Markets Rattled as Tech Stocks Plunge and Dollar Retreats Amid Tariff Turmoil

Markets Rattled as Tech Stocks Plunge and Dollar Retreats Amid Tariff Turmoil

U.S. markets took a sharp turn on Monday as President Donald Trump’s renewed tariff threats and economic uncertainty sparked a widespread selloff. The Nasdaq suffered its steepest loss since 2022, while the U.S. dollar slumped against major peers amid growing concerns over a potential recession, now dubbed by traders as a looming “Trumpcession.”

Equities in Freefall: Tech Sector Leads the Decline

  • The Nasdaq Composite plunged 4%, or 728 points, in its worst single-day performance since September 2022.
  • The S&P 500 dropped 2.7%, while the Dow Jones Industrial Average fell 2.1%, shedding 890 points.
  • The heavily watched Magnificent Seven tech giants lost a combined $760 billion in market value, with Tesla plunging 15%, erasing nearly $130 billion on its own.
  • Since the beginning of 2025, these top-tier tech firms have lost approximately $1.6 trillion, amid concerns over trade war escalation, inflation risks, and global growth slowdowns.

Currency Markets: Dollar Retreats, Euro and Sterling Climb

  • The U.S. Dollar Index (DXY) slumped 3.4% last week, its worst performance since November 2022.
  • Investors, frustrated by erratic trade policies and uncertain monetary paths, rotated out of the dollar and into rival currencies like the euro and sterling.
  • The EUR/USD pair surged to a 17-week high at 1.0900, gaining 4.85% over the past month, reversing a year-to-date loss.
  • The dollar’s slide comes as traders grow wary of Trump’s shifting tariff stance, with sudden impositions and withdrawals leaving markets unstable.

Tariffs and Recession Fears: A “Trumpcession” in the Making?

  • President Trump has enacted 25% tariffs on Mexico and Canada, only to partially suspend them days later, and is expected to roll out additional levies against the European Union in early April.
  • Trump’s own remarks — “There will be a little disturbance, but we’re okay with that” — did little to reassure investors.
  • Analysts are now openly discussing a potential “Trumpcession,” where escalating trade tensions and punitive tariffs trigger a domestic downturn, despite recent progress made by the Federal Reserve in managing inflation without stalling growth.

Outlook: Fragile Sentiment and Volatility Ahead

Markets remain on edge as investors digest the repercussions of erratic trade policy, an overstretched equity sector, and geopolitical uncertainty.

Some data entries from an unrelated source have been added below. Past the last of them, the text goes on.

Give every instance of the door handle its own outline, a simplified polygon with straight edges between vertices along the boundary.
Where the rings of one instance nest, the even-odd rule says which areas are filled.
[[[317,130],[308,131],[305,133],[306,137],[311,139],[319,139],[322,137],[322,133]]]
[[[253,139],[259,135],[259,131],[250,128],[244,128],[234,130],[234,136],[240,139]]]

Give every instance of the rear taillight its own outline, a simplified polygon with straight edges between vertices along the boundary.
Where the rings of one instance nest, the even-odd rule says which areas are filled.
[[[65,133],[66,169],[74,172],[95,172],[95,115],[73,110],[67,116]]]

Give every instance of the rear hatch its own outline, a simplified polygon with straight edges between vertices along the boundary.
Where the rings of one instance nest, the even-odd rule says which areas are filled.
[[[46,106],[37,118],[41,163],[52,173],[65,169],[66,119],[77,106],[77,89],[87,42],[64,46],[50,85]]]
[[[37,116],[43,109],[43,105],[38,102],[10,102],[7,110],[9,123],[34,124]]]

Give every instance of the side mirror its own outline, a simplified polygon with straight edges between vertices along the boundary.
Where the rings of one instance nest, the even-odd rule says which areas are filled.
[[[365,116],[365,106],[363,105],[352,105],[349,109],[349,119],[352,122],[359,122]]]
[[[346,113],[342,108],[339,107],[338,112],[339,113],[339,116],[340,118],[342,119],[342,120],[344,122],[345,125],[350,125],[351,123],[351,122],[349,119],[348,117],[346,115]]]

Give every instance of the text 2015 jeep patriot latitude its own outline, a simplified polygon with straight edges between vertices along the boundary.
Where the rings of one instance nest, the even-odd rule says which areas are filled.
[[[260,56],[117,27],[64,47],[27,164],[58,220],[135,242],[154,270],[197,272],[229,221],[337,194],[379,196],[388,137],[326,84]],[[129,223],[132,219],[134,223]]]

With tech valuations under scrutiny and the dollar facing renewed downside, risk sentiment is increasingly fragile.

Unless the administration adopts a more consistent approach to trade and fiscal matters, further volatility — and potential capital flight into safer assets — should be expected. The narrative for Q2 2025 may be increasingly defined by how the market navigates a politically charged, policy-heavy environment with little visibility and growing macro risk.